Why you can't tickle yourself
Your brain literally subtracts your own touch from existence.

Your brain refuses to be surprised by your own hand. Try to tickle yourself, and the sensation is cancelled before it arrives.
The cancellation happens in the cerebellum, the dense lobe at the back of the skull that, among other things, predicts the sensory consequences of your own movements. Every time you reach for something, the cerebellum issues a small forecast to the rest of the brain: *here is what your fingers are about to feel*. When the real signal comes in matching the forecast, the brain quietly subtracts it. This is why you don't feel your own clothes most of the day, and why your voice sounds different on a recording — the live version was being predicted and dampened in real time.
A tickle is a survival reflex. It evolved to flag the unexpected touch of something small crawling on you — an insect, a parasite, a snake.
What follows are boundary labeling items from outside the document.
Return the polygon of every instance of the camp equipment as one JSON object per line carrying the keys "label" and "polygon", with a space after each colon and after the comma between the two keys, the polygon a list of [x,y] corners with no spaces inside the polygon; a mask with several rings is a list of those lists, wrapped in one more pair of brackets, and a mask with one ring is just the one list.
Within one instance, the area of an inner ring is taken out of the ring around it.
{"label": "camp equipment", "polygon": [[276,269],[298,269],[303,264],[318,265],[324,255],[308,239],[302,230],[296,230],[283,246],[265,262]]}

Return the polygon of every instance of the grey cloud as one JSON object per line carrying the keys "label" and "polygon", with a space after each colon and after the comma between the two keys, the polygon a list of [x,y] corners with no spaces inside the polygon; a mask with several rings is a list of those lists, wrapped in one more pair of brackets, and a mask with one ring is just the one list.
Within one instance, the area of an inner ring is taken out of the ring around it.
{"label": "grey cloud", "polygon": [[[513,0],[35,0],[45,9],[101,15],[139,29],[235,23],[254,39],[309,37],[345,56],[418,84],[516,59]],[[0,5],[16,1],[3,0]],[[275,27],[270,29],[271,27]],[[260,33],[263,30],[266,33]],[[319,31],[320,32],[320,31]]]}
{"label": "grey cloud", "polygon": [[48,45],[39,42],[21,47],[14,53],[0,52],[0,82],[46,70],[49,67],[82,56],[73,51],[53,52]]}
For that alarm to mean anything, it has to fire only when the touch is genuinely unpredicted.
A 1998 experiment at University College London proved the point with a robot arm. Volunteers used a lever to control a soft probe that tickled their own palm. When the robot moved in real time with the lever, the tickle vanished. When the researchers added a delay of as little as a fifth of a second, breaking the prediction, the tickle came back.
The feeling you cannot give yourself is the feeling your brain has decided is not worth your attention.